O engenheiro chegou a demonstrar preocupação com a viagem. “Cuidado”, escreveu horas antes do sumiço. A última vez que Kelly entrou em contato foi quando abastecia o carro, às 19h24 de quarta (1º/11).

Marcos Antônio da Silva/Reprodução/Arquivo pessoal

Segundo Marcos Antônio, a namorada tinha costume de viajar e compartilhar caronas. Além disso, sempre postava a foto do acompanhante de viagem. Mas, desta vez, não o fez. Em contato com o namorado, Kelly disse que levaria um casal.
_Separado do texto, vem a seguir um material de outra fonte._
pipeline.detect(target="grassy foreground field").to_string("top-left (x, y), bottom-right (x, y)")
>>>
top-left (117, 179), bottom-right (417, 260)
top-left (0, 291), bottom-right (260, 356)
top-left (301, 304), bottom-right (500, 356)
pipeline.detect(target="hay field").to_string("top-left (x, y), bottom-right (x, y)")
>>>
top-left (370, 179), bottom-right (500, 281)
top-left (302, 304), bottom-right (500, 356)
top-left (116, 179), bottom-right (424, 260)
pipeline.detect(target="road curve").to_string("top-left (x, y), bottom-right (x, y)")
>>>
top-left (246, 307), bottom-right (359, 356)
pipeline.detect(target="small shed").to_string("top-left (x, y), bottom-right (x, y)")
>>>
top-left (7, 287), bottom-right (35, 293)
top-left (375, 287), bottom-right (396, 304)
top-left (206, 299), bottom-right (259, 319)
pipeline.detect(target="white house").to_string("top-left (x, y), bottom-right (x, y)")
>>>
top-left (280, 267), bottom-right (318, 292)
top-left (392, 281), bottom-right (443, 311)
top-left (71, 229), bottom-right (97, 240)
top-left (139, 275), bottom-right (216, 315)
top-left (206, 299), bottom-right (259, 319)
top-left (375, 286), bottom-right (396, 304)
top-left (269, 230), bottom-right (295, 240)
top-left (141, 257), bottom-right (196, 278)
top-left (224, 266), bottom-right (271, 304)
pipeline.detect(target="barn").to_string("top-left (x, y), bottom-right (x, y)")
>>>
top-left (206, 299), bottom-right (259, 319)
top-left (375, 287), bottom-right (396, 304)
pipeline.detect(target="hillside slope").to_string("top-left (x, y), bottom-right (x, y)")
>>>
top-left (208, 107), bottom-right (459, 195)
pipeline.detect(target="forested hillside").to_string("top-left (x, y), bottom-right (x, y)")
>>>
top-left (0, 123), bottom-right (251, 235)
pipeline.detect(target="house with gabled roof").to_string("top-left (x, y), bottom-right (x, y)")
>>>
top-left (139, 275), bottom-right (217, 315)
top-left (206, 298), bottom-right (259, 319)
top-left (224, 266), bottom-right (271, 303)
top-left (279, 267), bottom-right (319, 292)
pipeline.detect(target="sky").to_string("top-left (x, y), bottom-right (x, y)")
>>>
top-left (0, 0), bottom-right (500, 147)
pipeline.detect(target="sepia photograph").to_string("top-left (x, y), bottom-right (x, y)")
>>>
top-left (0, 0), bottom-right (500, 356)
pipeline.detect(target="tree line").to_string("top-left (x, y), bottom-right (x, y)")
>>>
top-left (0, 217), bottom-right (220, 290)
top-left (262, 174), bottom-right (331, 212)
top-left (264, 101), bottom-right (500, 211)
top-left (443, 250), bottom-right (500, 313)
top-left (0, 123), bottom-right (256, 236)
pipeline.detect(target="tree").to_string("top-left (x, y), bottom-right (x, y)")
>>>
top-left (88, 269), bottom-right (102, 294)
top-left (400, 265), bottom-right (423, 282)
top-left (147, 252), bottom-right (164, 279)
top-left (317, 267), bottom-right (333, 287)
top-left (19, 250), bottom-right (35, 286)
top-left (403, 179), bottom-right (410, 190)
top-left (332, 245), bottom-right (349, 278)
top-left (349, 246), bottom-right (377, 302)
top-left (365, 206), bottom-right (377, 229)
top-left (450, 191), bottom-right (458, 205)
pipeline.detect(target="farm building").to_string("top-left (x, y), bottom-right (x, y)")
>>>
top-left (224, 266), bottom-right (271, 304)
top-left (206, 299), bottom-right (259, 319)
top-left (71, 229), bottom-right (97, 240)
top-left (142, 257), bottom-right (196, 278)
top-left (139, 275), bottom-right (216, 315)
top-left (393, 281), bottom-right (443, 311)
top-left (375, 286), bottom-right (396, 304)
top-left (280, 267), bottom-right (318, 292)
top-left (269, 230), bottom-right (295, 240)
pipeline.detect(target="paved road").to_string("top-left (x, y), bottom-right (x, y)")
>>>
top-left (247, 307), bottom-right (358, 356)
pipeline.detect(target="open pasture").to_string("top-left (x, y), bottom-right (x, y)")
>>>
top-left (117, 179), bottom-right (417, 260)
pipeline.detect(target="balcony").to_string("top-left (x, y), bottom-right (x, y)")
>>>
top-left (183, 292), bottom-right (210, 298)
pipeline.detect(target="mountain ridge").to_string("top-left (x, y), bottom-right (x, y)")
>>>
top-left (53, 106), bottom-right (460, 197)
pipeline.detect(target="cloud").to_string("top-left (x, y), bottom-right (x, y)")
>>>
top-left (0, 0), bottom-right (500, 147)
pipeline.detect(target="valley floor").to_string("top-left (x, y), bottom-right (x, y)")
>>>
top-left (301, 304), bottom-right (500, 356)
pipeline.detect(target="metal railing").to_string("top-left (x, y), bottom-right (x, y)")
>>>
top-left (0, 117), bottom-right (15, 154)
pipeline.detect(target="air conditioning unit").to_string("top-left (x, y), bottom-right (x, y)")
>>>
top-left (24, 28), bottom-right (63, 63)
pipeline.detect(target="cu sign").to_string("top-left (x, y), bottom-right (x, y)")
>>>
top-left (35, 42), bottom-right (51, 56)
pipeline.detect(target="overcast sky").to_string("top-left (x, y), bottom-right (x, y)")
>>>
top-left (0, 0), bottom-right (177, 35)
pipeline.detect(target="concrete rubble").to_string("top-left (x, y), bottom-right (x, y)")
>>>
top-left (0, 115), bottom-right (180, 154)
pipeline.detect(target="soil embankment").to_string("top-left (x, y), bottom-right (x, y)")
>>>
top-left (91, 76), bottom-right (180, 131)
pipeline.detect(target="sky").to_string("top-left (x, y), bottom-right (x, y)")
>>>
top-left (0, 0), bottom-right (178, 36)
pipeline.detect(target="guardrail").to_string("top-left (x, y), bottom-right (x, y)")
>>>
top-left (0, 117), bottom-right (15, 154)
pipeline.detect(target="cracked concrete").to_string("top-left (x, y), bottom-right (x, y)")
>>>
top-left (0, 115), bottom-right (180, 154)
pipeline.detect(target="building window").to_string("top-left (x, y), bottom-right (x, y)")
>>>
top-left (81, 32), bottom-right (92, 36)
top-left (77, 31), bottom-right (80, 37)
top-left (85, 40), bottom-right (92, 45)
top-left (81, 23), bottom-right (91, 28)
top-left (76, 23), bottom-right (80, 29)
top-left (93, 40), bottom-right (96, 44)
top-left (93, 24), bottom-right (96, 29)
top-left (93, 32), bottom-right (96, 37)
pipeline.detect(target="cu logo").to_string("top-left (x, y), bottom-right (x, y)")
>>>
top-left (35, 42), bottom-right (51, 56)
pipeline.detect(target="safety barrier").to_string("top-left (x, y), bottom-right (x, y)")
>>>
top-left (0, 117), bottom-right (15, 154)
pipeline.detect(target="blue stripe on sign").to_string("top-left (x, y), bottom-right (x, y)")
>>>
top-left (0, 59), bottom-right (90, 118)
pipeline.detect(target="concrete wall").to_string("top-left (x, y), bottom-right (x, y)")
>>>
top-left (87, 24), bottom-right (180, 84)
Porém, na hora de embarcar, só um rapaz, suspeito do assassinato, apareceu.

Entre as 20h23 e as 21h10 de quarta, Marcos Antônio mandou mensagens pedindo para que a namorada desse notícias. “Mor, cadê você? Pela (sic) amor de Deus, estou te ligando. Aparece, por favor”, clamou.

Reprodução/Facebook

A radiologista, que ia visitar Marcos Antônio, desapareceu durante o trajeto de São José do Rio Preto (SP) para Itapagipe (MG), na noite de quarta-feira (1º/11) . O corpo dela foi localizado por policiais militares em um córrego entre Frutal e Itapagipe, na quinta-feira (2). A jovem estava seminua e com a cabeça mergulhada na água. Três suspeitos foram presos.